Tuesday, August 26, 2014

Folded Sunsets

I've been enjoying looking at the digital collection of the Museum of the City of New York.  This Alfred C. Loonam picture, taken around 1940, at Third and 56th, marks the point I've got to in Part 1 of my 9th Street through Sunset Park walking tour.  It depicts what I believe is the unfinished Moses Gowanus Parkway, the narrower, pre-Expressway elevated roadway built on the structure of the old Third Avenue El.

Lewis Mumford wrote of the Moses project, in a 1959 New Yorker:



"At the very moment that we have torn down our elevated railways, because of their spoilage of urban space, our highway engineers are using vast sums of public money to restore the same nuisance in an even noisier and more insistent formBut what is Brooklyn to the highway engineer - except a place to go through rapidly, at whatever necessary sacrifice of peace and amenity by its inhabitants?" 
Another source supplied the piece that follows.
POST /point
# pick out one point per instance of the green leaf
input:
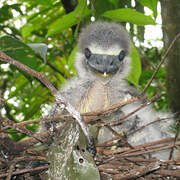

I'm going slowly.  I think I'll walk as far as 65th Street, which is more or less the boundary between Sunset Park and Bay Ridge, though I have toyed with the idea of stopping at 59th, the Brooklyn/New Utrecht divide. Then it's off heading east to loop from Fifth to Ninth Avenues in the opposite direction, back north. I'm not exactly speeding along here, but if you do this too quickly you a) stop really looking at your surroundings, and b) forget what you've seen.  And as I've learned a bit more about the history of the streets I've visited, I've become driven to go back to blocks I've previously walked.  There's always more than you thought you knew, or saw, and nothing remains the same.   The look of a block, the faces of a community, the you that walked a year ago and the you that walks today.  The rustle of dollars in the all cash deals that tear down, build up, drive out, and the rustling shifts in the layers of history that form a neighborhood's identity.  Some change is beautiful, and some very ugly indeed.  I wanted to say I'd walked each street at least once, over a year or so, even if I happily fall back to more aimless meandering.  A silly plan probably, but a strangely satisfying one. And I'm almost halfway there.